Vendredi 17 mai 2019 par Ralph Gambihler

Douleur et gloire

Les autoportraits de cinéastes en crise ont inspiré bien des sommets: Le Huit et demi de Fellini, évidemment, mais aussi Stardust Memories, de Woody Allen. C'est au tour de Pedro Almodovar de s'atteler à cet exercice qui vaut généralement consécration. Le résultat peut surprendre. Aux antipodes de sa réputation d'extraverti, le réalisateur de Talons Aiguilles nous livre une mise à nu en creux, dépouillée de tout accent baroque. Le ton est résolument introspectif, sobre, et malheureusement peu probant.

Un réalisateur taciturne et souffreteux (campé avec tact par Antonio Banderas...) profite d'une rétrospective de son œuvre à la Cinémathèque pour se réconcilier avec l'un de ses anciens acteurs. Quand ce dernier l'initie à l'héroïne en mode fumette, c'est toute une panoplie de souvenirs d'enfance qui revient en force, sans parler du retour miraculeux d'un ancien amant argentin.

De ce puzzle mélancolique émergent quelques moments d'émotion: Penelope Cruz, par exemple, en jeune maman désargentée élevant son gamin lorsque le film opère en flash-back. Le tableau de chasse féminin de Douleur et Gloire étant réduit pour ainsi dire à sa seule présence, on s'y ressource avec un certain empressement. Les séquences où l'enfant se laisse troubler par un jeune maçon à qui il apprend à lire et à écrire séduisent également par leur délicatesse et leur sensibilité.

On n'en dira pas autant des tourments de l'âge mur. Almodovar les filme sans swing, sans relief.
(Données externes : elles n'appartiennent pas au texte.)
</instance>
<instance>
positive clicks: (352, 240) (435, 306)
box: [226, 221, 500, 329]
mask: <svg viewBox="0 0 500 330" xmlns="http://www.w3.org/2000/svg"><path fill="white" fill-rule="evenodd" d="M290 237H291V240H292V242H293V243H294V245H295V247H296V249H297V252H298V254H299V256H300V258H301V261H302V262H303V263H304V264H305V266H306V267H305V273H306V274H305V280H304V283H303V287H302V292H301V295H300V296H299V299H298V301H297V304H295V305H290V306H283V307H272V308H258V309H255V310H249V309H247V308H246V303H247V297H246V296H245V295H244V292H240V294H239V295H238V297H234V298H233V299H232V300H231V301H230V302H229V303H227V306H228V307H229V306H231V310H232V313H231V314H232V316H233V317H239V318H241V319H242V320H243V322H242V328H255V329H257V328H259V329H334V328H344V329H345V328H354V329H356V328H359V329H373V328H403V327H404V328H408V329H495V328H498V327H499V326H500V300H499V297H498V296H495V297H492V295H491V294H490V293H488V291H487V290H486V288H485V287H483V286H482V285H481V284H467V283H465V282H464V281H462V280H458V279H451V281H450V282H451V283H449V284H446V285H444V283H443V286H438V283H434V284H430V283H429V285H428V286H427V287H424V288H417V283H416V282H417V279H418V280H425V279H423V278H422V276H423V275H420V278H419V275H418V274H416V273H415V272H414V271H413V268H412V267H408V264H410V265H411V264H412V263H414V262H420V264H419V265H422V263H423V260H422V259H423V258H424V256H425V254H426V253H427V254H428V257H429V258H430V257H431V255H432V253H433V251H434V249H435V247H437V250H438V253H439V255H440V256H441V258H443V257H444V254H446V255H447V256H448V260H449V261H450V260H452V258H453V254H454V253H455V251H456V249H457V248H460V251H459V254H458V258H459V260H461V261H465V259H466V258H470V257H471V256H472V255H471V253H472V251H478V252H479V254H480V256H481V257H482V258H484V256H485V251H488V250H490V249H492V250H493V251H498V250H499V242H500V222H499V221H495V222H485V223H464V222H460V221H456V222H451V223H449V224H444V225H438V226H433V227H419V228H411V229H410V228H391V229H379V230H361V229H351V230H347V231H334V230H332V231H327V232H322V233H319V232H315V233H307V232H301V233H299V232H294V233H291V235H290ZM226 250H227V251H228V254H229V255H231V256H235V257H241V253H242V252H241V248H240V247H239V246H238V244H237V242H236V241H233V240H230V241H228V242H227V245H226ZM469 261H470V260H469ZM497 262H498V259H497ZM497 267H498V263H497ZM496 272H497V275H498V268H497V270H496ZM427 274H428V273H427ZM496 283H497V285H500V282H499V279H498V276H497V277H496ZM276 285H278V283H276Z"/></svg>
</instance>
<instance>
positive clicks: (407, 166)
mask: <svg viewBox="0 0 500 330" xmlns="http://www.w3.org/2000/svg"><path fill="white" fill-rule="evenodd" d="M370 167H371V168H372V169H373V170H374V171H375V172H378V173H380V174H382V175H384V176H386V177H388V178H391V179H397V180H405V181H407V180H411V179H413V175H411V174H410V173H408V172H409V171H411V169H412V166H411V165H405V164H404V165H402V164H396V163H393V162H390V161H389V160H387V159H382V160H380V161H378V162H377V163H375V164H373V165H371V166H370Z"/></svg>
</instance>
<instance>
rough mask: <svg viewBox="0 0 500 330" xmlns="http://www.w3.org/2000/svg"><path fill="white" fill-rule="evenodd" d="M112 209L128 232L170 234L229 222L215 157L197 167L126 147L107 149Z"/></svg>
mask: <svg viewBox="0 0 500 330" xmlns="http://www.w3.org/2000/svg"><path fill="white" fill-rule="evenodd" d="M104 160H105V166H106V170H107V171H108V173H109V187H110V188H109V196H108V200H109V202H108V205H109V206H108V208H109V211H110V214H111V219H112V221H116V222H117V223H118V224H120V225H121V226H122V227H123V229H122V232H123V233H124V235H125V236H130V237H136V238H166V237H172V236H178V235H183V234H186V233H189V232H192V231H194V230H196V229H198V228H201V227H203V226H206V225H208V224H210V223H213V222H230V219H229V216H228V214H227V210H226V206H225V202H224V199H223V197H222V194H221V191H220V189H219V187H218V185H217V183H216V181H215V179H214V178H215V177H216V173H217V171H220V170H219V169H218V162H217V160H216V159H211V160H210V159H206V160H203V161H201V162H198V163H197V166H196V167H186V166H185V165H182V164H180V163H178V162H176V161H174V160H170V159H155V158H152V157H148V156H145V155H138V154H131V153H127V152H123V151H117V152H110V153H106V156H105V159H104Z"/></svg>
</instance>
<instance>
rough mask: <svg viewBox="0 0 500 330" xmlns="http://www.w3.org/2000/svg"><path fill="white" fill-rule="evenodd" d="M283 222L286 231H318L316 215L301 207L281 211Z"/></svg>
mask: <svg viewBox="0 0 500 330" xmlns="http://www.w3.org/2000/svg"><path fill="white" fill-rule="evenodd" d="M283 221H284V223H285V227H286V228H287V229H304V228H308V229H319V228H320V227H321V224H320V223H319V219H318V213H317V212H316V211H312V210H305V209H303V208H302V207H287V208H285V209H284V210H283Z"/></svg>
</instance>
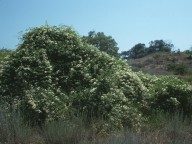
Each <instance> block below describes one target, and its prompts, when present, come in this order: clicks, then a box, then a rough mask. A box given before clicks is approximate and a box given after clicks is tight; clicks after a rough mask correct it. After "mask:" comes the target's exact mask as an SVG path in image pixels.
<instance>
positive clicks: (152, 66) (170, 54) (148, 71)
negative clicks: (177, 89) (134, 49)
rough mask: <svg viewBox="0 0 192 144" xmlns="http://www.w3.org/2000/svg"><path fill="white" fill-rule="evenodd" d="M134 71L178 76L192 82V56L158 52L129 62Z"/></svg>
mask: <svg viewBox="0 0 192 144" xmlns="http://www.w3.org/2000/svg"><path fill="white" fill-rule="evenodd" d="M128 64H129V65H131V66H132V69H133V70H134V71H143V72H146V73H149V74H155V75H176V76H178V77H179V78H183V79H186V80H187V81H189V82H192V55H191V54H190V53H185V52H180V53H167V52H158V53H153V54H150V55H147V56H145V57H142V58H138V59H131V60H128Z"/></svg>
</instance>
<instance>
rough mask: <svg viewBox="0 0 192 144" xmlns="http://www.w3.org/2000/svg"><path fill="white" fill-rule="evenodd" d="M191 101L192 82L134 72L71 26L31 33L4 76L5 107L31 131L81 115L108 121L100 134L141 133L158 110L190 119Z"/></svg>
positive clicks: (129, 67)
mask: <svg viewBox="0 0 192 144" xmlns="http://www.w3.org/2000/svg"><path fill="white" fill-rule="evenodd" d="M191 97H192V87H191V85H189V84H188V83H185V82H183V81H181V80H178V79H176V78H170V77H156V76H151V75H148V74H144V73H141V72H139V73H135V72H133V71H132V70H131V67H129V65H128V64H127V63H126V62H123V61H121V60H120V59H118V58H114V57H110V56H109V55H107V54H106V53H102V52H101V51H99V50H98V49H97V48H95V47H94V46H91V45H89V44H87V43H85V42H82V38H81V37H80V36H79V35H78V34H77V33H76V32H75V31H74V30H73V29H71V28H69V27H55V26H53V27H52V26H42V27H37V28H32V29H30V30H29V31H28V32H26V33H25V34H24V35H23V39H22V42H21V44H20V45H19V46H18V48H17V49H16V50H15V51H14V52H13V53H12V54H11V55H10V57H9V58H8V59H7V60H6V61H5V62H4V65H3V68H2V70H1V71H0V100H1V105H2V106H3V107H4V109H5V110H8V111H9V112H11V113H12V112H18V113H20V114H21V116H22V118H23V120H24V122H26V123H28V124H30V125H32V126H33V125H39V126H42V125H44V124H46V123H48V122H52V121H57V120H64V121H68V120H70V119H71V118H74V117H76V116H78V115H79V114H82V115H83V116H85V118H86V121H87V122H88V123H89V122H91V121H92V120H93V119H103V120H104V123H102V125H101V126H99V127H97V130H98V132H100V131H102V130H106V131H107V130H114V129H121V128H123V127H129V128H133V129H134V130H139V129H140V128H141V127H142V126H143V125H144V124H145V123H146V122H147V121H148V120H149V119H150V115H151V114H152V113H153V111H154V110H164V111H167V112H170V113H174V112H175V111H178V110H179V111H180V112H184V114H185V115H186V116H188V117H190V116H191V105H192V99H191ZM152 109H153V111H152Z"/></svg>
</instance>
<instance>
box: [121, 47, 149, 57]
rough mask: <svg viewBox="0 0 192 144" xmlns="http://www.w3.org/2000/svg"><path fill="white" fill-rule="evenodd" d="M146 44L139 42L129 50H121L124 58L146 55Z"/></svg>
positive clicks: (122, 56)
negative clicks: (124, 50) (140, 42)
mask: <svg viewBox="0 0 192 144" xmlns="http://www.w3.org/2000/svg"><path fill="white" fill-rule="evenodd" d="M145 50H146V47H145V44H142V43H139V44H136V45H135V46H134V47H132V48H131V49H130V50H129V51H123V52H121V54H120V55H121V57H122V59H137V58H141V57H143V56H145Z"/></svg>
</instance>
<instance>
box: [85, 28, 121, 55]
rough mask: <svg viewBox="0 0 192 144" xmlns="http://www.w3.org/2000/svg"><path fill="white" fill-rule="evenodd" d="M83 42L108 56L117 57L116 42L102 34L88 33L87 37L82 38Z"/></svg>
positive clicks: (118, 49)
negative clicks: (105, 53) (95, 47)
mask: <svg viewBox="0 0 192 144" xmlns="http://www.w3.org/2000/svg"><path fill="white" fill-rule="evenodd" d="M83 40H84V41H85V42H87V43H89V44H91V45H93V46H95V47H97V48H98V49H99V50H100V51H103V52H106V53H107V54H109V55H110V56H113V57H119V54H118V50H119V48H118V47H117V42H116V41H115V40H114V39H113V38H112V37H111V36H106V35H105V34H104V33H103V32H98V33H96V32H95V31H90V32H89V33H88V36H83Z"/></svg>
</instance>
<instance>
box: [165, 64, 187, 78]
mask: <svg viewBox="0 0 192 144" xmlns="http://www.w3.org/2000/svg"><path fill="white" fill-rule="evenodd" d="M167 69H168V71H173V72H174V74H176V75H184V74H186V73H187V72H188V68H187V66H186V65H184V64H175V63H170V64H168V66H167Z"/></svg>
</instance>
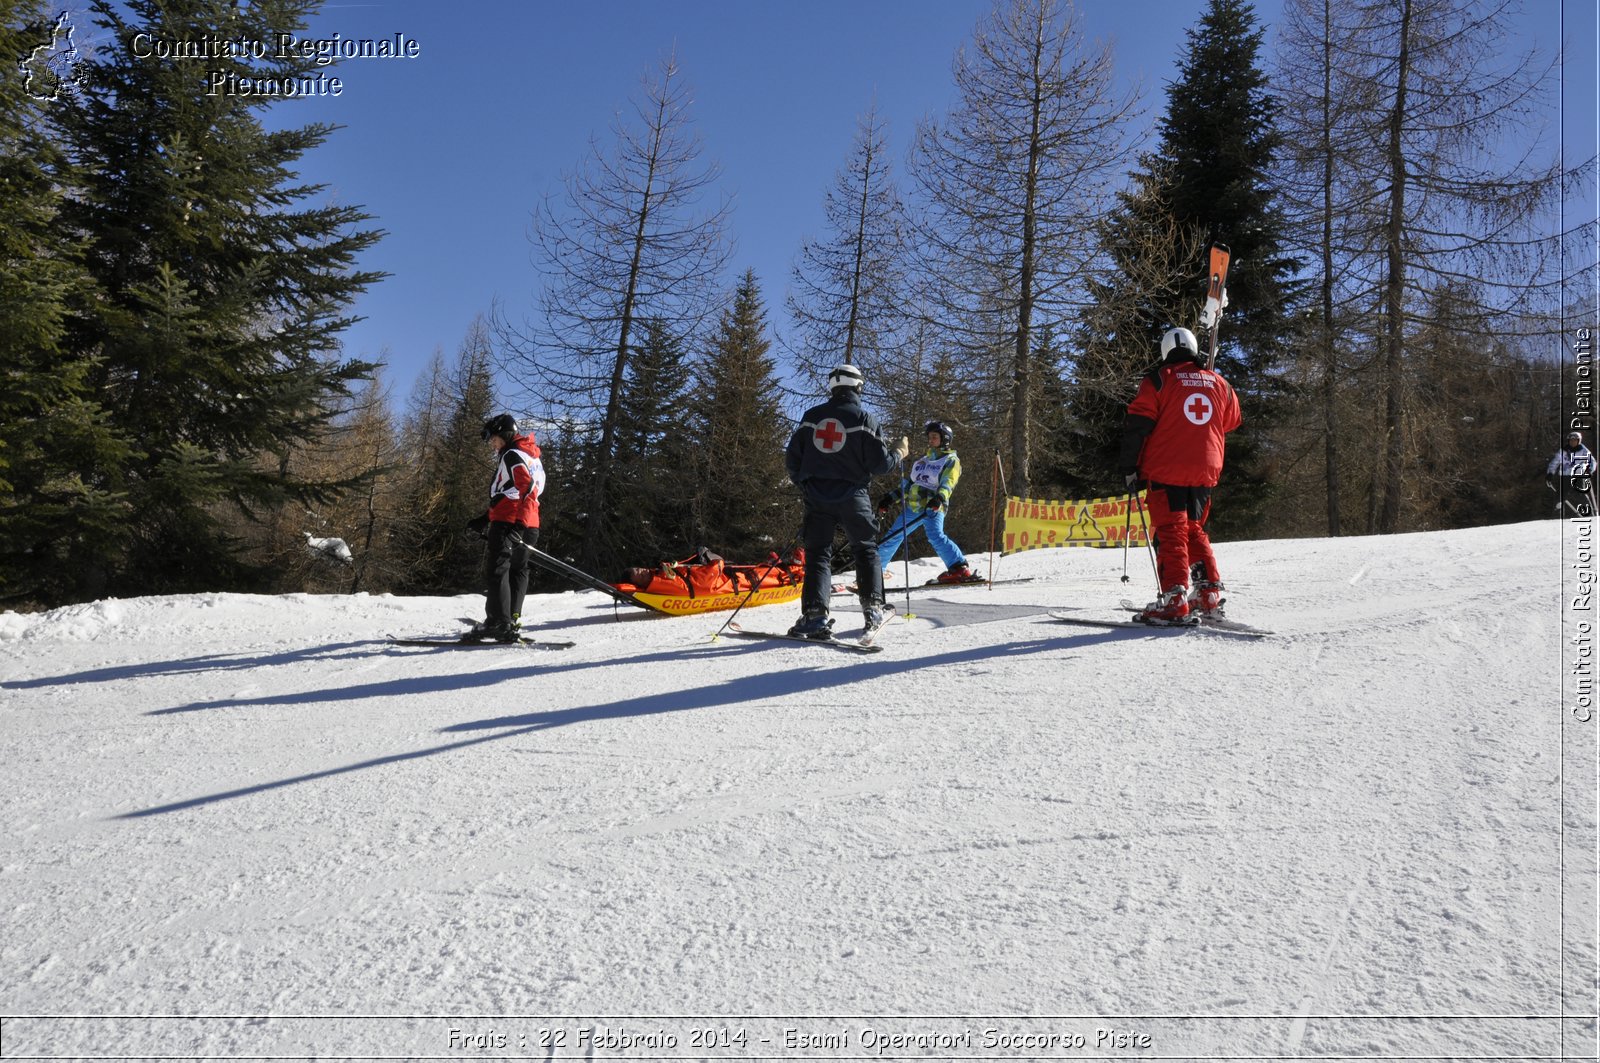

Au motif que le spleen ainsi mis en scène se veut apaisé, l'ennui chemine, peu à peu, jusqu'à réveiller chez le spectateur la nostalgie d'une filmographie dont les boursouflures n'avaient pas encore dissipé les attraits picaresques.

Douleur et gloire, Pedro Almodovar, Festival de Cannes 2019, sortie en salles ce vendredi.